N1ql query to retrieve data from 2 buckets

@vsr1
I have 2 buckets history and cms. Data looks like this in our documents.

history

[
{
“history”: {
“id”: “historyID1”,
“instanceRef”: “ID1”,
“type”: “history”
}
},
{
“history”: {
“id”: “historyID2”,
“instanceRef”: “ID2”,
“type”: “history”
}
},
{
“history”: {
“id”: “historyID3”,
“instanceRef”: “ID3”,
“type”: “history”
}
},



]

cms
[
{
“cms”: {
“id”: “ID1”,
“history”: [
“historyID1”,
“historyID4”,
“historyID5”
],
}
},
{
“cms”: {
“id”: “ID2”,
“history”: [
“historyID2”,
],
}
},



]

notes: history in cms document is array.

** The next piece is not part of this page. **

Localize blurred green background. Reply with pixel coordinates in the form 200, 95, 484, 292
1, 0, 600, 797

I am trying to flatten after retrieval.
CMS ID === History InstanceRef

requirement: I am trying to get documents with the below points :
0. I need to find cms ids that are not in history and retrieve ids and history ids.

  1. how can I get data as array [{id1, historyid1}, {id1, historyid2}, …]
  2. I am trying by joining both buckets
CREATE INDEX ix1 ON history(instanceRef ) WHERE type = "history";
CRETE INDEX ix2 ON cms(id) WHERE ARRAY_LENGTH(history) > 0 ;

SELECT d.id, historyid
FROM (SELECT c.id, c.history
                 FROM cms AS c
                 LEFT JOIN history AS h ON c.id == h.instanceRef AND h.type = "history"
                  WHERE  c.id IS NOT NULL  AND ARRAY_LENGTH(c.history) > 0 AND h IS MISSING ) AS d
UNNEST d.history AS historyid;
1 Like

Thank you so much!
Added as solution

@vsr1 - in the query - h is missing
what does it mean? any other way we can say h.instanceRef is missing

It is LEFT JOIN. When c.id == h.instanceRef AND h.type = “history” condition is not satisfied it will produce h as MISSING.
That is your requirement “I need to find cms ids that are not in history”

thank you vsr1 got it!